夕方近くなって、天からは真白な雪が降り始めた。


 町に人影はなく、家々から漏れる暖かそうな灯に、寒さがより強く感じられるような夜だった。
 入るときには酷く軋んだ古い木戸は、内側から押してみると驚くほど速やかに開いた。外は相変わらずちらちらと降る雪で、路面の土の色も見えない。
「気をつけて行きんさいよ」
 店じまい寸前の迷惑な客だというのに、見るからにどっしりたっぷりとした店のおばちゃんは、おすそ分けだよ、とそれなり高価そうな一瓶を包んでくれた。コックに頼まれた樽二つと、持ちようのないそれを、他に仕方がないから腹巻に挟んで、ゾロは酒屋を出た。

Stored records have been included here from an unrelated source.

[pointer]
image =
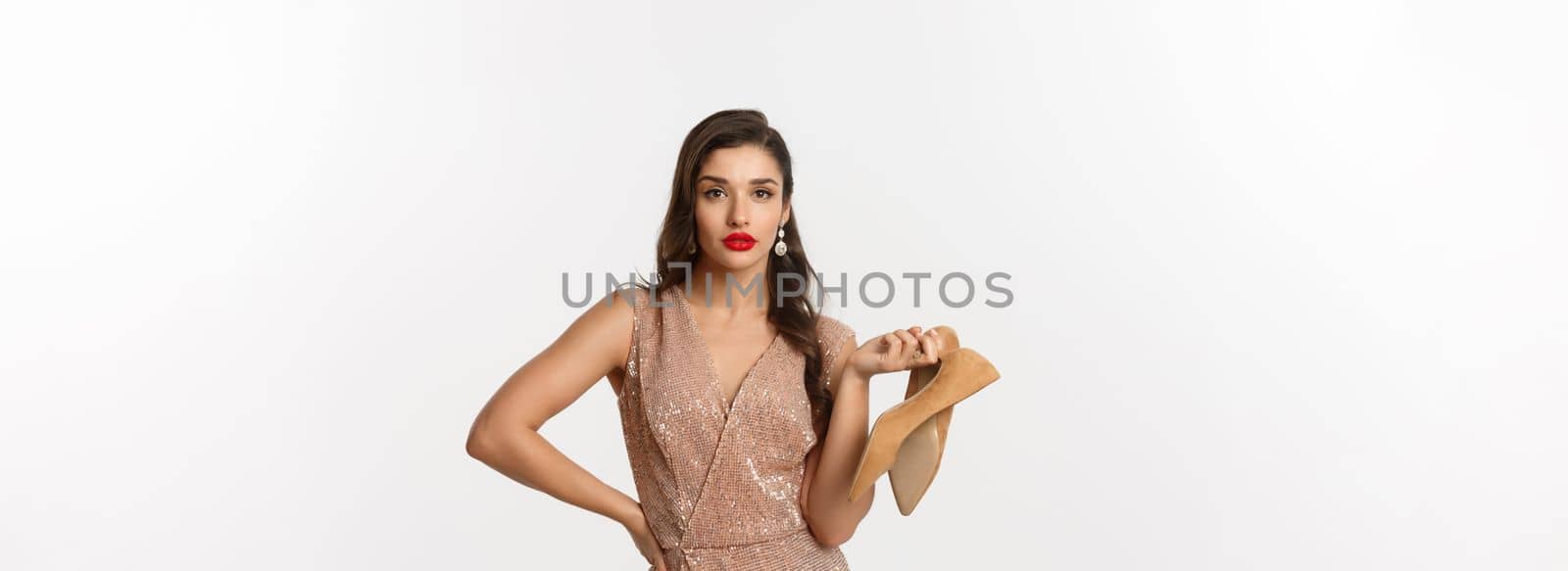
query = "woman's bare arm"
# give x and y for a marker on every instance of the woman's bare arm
(830, 464)
(506, 435)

「こんな祝いの夜にはそれがなきゃ始まらんよ・・・・・・特に若いもんが集まるんならね。あんた海賊だね。老若男女、お偉いさんもただの船乗りも親子も恋人も勿論海賊も、この日は誰もが安らかでありますように。そういう祝いの夜だよ」
 そうか俺は海賊に見えるのか、と、妙なところにうっかり感動してしまう。
「祝い? それにしちゃ町じゅう静か過ぎるな」
 おや、あんた知らないのかい。と、福々しくおばちゃんは笑って見せた。何故か落ち着く、どこか懐かしげな笑みだった。

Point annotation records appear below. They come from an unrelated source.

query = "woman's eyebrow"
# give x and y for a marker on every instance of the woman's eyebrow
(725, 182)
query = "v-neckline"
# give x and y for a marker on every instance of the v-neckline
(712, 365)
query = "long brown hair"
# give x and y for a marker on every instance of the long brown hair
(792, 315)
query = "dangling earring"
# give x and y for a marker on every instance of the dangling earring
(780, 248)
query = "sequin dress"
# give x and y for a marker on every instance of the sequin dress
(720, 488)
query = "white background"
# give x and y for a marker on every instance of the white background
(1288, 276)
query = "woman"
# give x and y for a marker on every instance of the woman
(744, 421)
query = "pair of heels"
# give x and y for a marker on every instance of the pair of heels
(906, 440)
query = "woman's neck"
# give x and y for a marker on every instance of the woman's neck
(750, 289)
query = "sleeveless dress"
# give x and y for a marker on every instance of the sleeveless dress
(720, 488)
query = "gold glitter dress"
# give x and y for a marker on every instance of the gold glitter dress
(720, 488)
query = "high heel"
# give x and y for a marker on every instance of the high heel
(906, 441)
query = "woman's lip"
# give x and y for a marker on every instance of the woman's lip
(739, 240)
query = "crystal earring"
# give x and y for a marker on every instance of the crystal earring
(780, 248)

「安らぎと憩いと静けさと。そういう祝い方もあるんだよ。賑やかにぱぁっと騒いじまった後で妙に寂しくなるような、寂しかったことをうっかり思い出しちまうような、そういう時に一番欲しくなるもの・・・分かっちゃいるけど確かめたいものってあんだろう?」
 もっともあんたみたいな若いもんには、まだまだ分からん境地かねえ?
 気安く笑いながら、馴れ馴れしくも頭を軽く撫でられた。子供扱いされて腹が立たぬでもないが、僅かに猫背な自分に背伸びしてやっと届くような、そんな感覚が苦笑に変わる。
「気をつけて行きんさいよ」


 ゴーイングメリー号は港の一番隅に停泊していた。桟橋に樽の片方を降ろし梯子を上る。
 上りきったところにひとまず置いて、もう一つを取りに引返す・・・・・・そこで初めて、船首向きの階段にうずくまる影にゾロは気付いた。
「おい、何してる?」
 抱え込むようにした膝に顔を伏せて。寒空の下冷たい雪に降られて。ナミは一人で座っていた。泣いているのかと、とっさに思ったのはさっき聞いた台詞の名残だ。

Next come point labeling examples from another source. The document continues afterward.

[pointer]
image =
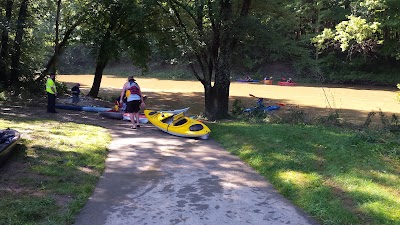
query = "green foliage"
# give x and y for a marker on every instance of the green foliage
(339, 176)
(354, 35)
(59, 166)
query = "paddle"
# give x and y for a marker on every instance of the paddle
(281, 104)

 寂しかった頃をうっかり思い出しちまうような、静かで寒い夜。
「風邪ひいても知らねえぞ」
「・・・・・・あんただって人のこと言えた義理じゃないでしょ」
 いつもどおりの冷めた言い草に、安心すべきなのだろうか? 突っかかるべきなのだろうか? いずれにせよナミは決して泣いてなどいなかった。するりと立ち上がって、肩に、髪に、積もった雪を払い落とし、こちらにやってくる。ゾロは残りの一樽を取りに梯子を降りた。
 担ぎなおして梯子を上りきると、驚いたことにまだナミがそこにいた。先に担ぎ上げた方の樽に浅く腰掛けて、例の高価そうな一瓶を雪に透かして眺めていた。
「発泡のロゼか。サンジ君らしい注文だわね」
「あ? 違えよ」
 雪の夜の祝い酒だってさ。安らぎと憩いと、そういうもんのためにだと。
 ふぅんと気の無いような返事を返して、ナミは酒瓶を掲げたまま、ゾロの背後、町並みの灯りの漏れるほうを眺めた。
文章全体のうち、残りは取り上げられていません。